Enquanto a piroga de madeira saltava sobre as ondas do mar, a equipe filmou o fundo do mar abaixo, mas teve que esperar até retornar à terra firme para vasculhar as imagens. O que capturaram foi uma riqueza de vida marinha: seis tipos de corais moles; dois corais negros; e oito espécies de peixes protetores, desde pargos dourados africanos até o peixe-doutor Monróvia.

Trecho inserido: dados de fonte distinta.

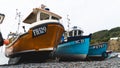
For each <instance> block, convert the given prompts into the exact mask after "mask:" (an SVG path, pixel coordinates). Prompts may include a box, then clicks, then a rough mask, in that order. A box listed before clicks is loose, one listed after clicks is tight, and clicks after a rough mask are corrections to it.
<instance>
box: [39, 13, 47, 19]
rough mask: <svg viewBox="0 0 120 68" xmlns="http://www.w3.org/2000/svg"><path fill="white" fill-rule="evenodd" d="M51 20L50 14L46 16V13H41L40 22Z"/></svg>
mask: <svg viewBox="0 0 120 68" xmlns="http://www.w3.org/2000/svg"><path fill="white" fill-rule="evenodd" d="M47 19H49V15H48V14H45V13H41V14H40V20H47Z"/></svg>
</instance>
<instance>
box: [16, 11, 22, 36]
mask: <svg viewBox="0 0 120 68" xmlns="http://www.w3.org/2000/svg"><path fill="white" fill-rule="evenodd" d="M17 18H18V28H17V31H16V33H17V34H18V32H19V28H20V22H21V12H18V9H16V17H15V19H16V20H17Z"/></svg>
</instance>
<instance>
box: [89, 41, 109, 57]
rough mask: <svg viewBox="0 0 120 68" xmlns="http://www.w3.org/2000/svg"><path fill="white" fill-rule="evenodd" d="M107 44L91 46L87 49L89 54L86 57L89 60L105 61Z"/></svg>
mask: <svg viewBox="0 0 120 68" xmlns="http://www.w3.org/2000/svg"><path fill="white" fill-rule="evenodd" d="M107 47H108V46H107V43H106V42H104V43H100V44H96V45H91V46H90V47H89V53H88V57H89V58H91V59H93V58H94V59H96V58H97V59H105V58H107V57H108V53H107V52H106V51H107Z"/></svg>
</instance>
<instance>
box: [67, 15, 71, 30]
mask: <svg viewBox="0 0 120 68" xmlns="http://www.w3.org/2000/svg"><path fill="white" fill-rule="evenodd" d="M68 16H69V15H67V23H68V25H67V27H68V32H69V29H70V19H69V17H68Z"/></svg>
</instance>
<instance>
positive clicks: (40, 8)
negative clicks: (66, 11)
mask: <svg viewBox="0 0 120 68" xmlns="http://www.w3.org/2000/svg"><path fill="white" fill-rule="evenodd" d="M39 12H40V15H39V17H40V20H45V19H50V18H51V19H55V20H59V19H61V18H62V17H61V16H59V15H57V14H55V13H52V12H50V11H49V10H45V9H42V8H34V9H33V11H32V12H31V13H30V14H29V15H28V17H27V18H26V19H25V20H24V21H23V22H24V23H28V24H32V23H34V22H36V21H37V19H38V18H37V17H38V13H39Z"/></svg>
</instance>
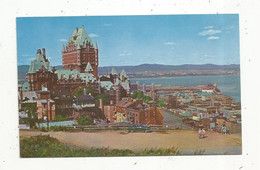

Quando as primeiras imagens surgiram, Zinzindohoué enviou uma mensagem a Houangninan Midinoudewa, investigador oceanográfico do Clube de Conservação Marinha do Benin e o mesmo amigo que primeiro contou a Zinzindohoué sobre o relatório da década de 1960.
Midinoudewa se lembra do momento: “Eu disse: ‘Mano, 60 anos depois, estamos descobrindo exatamente o que temos em nossa água.’ Descobrimos que ainda está vivo, produzindo mais peixes para as comunidades e apoiando os meios de subsistência. Fiquei muito feliz e muito emocionado.”
Embora nenhuma amostra de coral tenha sido extraída ainda, os pesquisadores classificaram o local como um ecossistema de coral mesofótico (MCE). Tais sistemas são comunidades dependentes da luz que existem nos limites inferiores dos corais construtores de recifes. A mais de 55 metros abaixo da superfície, o jardim de corais que descobriram parece espalhado de forma irregular sobre um substrato rochoso.
Preenchendo a lacuna entre recifes rasos e habitats bênticos mais profundos, os MCEs abrigam espécies distintas e condições ambientais únicas. Embora os cientistas reconheçam cada vez mais a sua importância ecológica e climática, continuam a ser um dos elementos menos explorados da biodiversidade marinha tropical e subtropical. E este tem potencial real para desbloquear novas informações sobre a história dos corais.
“Uma vez que se trata de um ecossistema marinho intacto, pode ajudar, através da datação por carbono ou de estudos paleoclimáticos, a dizer-nos que tipo de sistema climático ocorreu aqui no passado”, disse Zinzindohoué. “É melhor conhecer o passado para ajudar a explicar o presente e ajudar a saber que tipo de direção podemos tomar no futuro.”
Além do peixe-soldado blackbar, do peixe-cabra da África Ocidental e do peixe-anjo guineense filmados disparando através do recife, a descoberta apresenta potenciais reivindicações de conservação para outras formas de vida marinha.
“Defenderemos a sua proteção total, talvez através da criação de uma área marinha protegida à sua volta”, disse Midinoudewa, especialista em elasmobrânquios – o estudo de tubarões, raias e raias.
Midinoudewa está atualmente apresentando um pedido para designar a área como uma área importante para tubarões e raias junto à União Internacional para a Conservação da Natureza. Com base no conhecimento dos pescadores locais, Midinoudewa está confiante de que o recife é o lar de tubarões-anjo, tubarões-seda, patins marrons e arraias marmorizadas.
A equipa responsável pela descoberta espera que isto desencadeie uma onda de descobertas semelhantes nas águas da África Ocidental, uma área do mundo mal servida por projetos de investigação científica.
“Espero que o Golfo da Guiné seja um centro de investigação porque sabemos que os nossos recursos estão a ser explorados e as pessoas (precisam) saber exactamente o que temos e por que nos devemos preocupar”, disse Midinoudewa.
Zinzindohoué concorda: “Não precisamos de esperar que outros venham ao nosso país para nos mostrar o que está no fundo do nosso mar. Somos nós que devemos assumir a responsabilidade.”